By Tammy Estrada
“Don’t let the perfect be the enemy of the good.”
(A quote that was apparently used often by our 44th president. So, I’m in good company.)
Here we are on the verge of another year (adios, 2020!), and many of us, myself included, might be reflecting on what we would like to change this year. For some, that might be a switch from pajama bottoms to actual pants in 2021. Well done, and whatever works is what I say after the year we’ve all had.
Over the past several years, I’ve decided to do away with sweeping, life-altering new year’s resolutions. I’ve had one goal at the start of each year: to drink more water. Sounds doable, right? Wrong. Every year I’ve failed to hit my 64 ounces a day target. The almost unanimous advice was to get a large (reusable) water bottle and have it at the ready. And the bottles kept getting bigger as I consistently failed in my efforts. I couldn’t seem to get past 24 ounces, or maybe 36, on a good day. Until I switched to a much smaller container.
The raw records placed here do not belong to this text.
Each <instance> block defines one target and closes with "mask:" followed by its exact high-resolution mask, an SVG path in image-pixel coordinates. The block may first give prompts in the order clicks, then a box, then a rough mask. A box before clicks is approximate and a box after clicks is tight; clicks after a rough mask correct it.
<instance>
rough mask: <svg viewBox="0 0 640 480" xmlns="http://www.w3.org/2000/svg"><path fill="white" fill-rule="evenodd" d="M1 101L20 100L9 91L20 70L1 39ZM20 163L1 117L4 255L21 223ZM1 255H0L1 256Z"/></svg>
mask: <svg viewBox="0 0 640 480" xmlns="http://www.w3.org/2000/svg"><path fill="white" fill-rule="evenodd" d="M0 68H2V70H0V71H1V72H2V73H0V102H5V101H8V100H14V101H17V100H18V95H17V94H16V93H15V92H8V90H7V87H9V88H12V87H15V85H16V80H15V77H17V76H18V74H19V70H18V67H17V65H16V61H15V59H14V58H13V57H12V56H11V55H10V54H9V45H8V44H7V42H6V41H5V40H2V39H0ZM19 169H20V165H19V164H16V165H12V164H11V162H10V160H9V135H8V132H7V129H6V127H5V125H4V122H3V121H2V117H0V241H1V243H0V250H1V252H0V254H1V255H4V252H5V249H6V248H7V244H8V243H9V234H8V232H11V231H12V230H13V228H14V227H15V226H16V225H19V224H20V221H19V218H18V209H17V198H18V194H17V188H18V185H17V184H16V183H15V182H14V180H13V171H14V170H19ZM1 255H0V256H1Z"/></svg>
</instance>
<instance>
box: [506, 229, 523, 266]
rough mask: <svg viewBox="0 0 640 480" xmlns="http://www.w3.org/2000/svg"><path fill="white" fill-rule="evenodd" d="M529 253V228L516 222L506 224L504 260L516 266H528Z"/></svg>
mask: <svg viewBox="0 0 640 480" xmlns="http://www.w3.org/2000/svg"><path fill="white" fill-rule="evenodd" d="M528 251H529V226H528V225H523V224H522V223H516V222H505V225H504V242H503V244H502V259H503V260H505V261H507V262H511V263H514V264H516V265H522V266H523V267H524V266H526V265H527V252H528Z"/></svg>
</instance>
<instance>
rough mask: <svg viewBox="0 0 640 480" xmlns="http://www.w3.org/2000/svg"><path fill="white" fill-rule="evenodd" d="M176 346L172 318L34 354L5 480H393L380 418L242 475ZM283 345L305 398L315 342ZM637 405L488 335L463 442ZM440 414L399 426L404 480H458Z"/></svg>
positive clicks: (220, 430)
You see, the problem was just too big when I stared at that huge bottle every day. By switching to a smaller one, it didn’t seem so intimidating. Before I knew it, I was chugging down, 4, 5, and eventually hitting my target of 8 glasses a day. A smaller effort yielded a much better result.
The same might be said about the plastic pollution problem.
Plastic pollution can seem completely overwhelming as you start to understand the scope of the problem. When I started working with BRINGiT last year, I was stunned by how much plastic was making its way into our landfills, our oceans, and our bodies. I had always considered myself environmentally conscious, but the more I learned, I realized that the problem with plastic was far greater than I ever imagined. It was easy to see how people would just give up.
However, as a former business associate of mine once said, “When you first start out, you shouldn’t try to boil the ocean.” Well, bad environmental analogy aside (I’ll get there, stay with me), how is it possible not to aim high when the oceans are literally heating up? I’m going to propose something radical – you don’t. At least, not at first.
At BRINGiT, I’m able to work with our team on solving one aspect of the plastic pollution problem – single-use plastic produce bags (SUPPs). SUPPs were overlooked as part of the plastic shopping bag problem, yet billions of them were thrown away every day. BRINGiT’s co-founders decided to focus on SUPPs and solve that part of the problem first; we’ll build from there.
I’m going to suggest you start with something small.
Something sustainable. Something that will lead to more success. Have you completely given up plastic straws? Maybe you could buy some more reusables (Simply Straws has some great ones) and stash them around the house, in your car, and in your bag. Everyone is getting take-out now, so perhaps you could place an order without plastic utensils every time? Or request that your favorite restaurants switch to reusable containers. You could also store those leftovers in glass containers instead of plastic. If you feel like you’ve run out of ideas, Sandra Ann Harris’ book Say Goodbye to Plastic is full of eco-hacks for getting rid of plastic in your home.
Whatever works, and whatever resonates with you, is where you should start.
You don’t have to be perfect to do something good. Collectively our small acts create big momentum. More importantly, that momentum creates hope. Hope that we can make a difference. And hope that we can solve this big problem one small act at a time.
On that note, I’m going to wish you a healthy, hopeful 2021! I’m more optimistic than ever that we can overcome these challenges. We all need to start somewhere.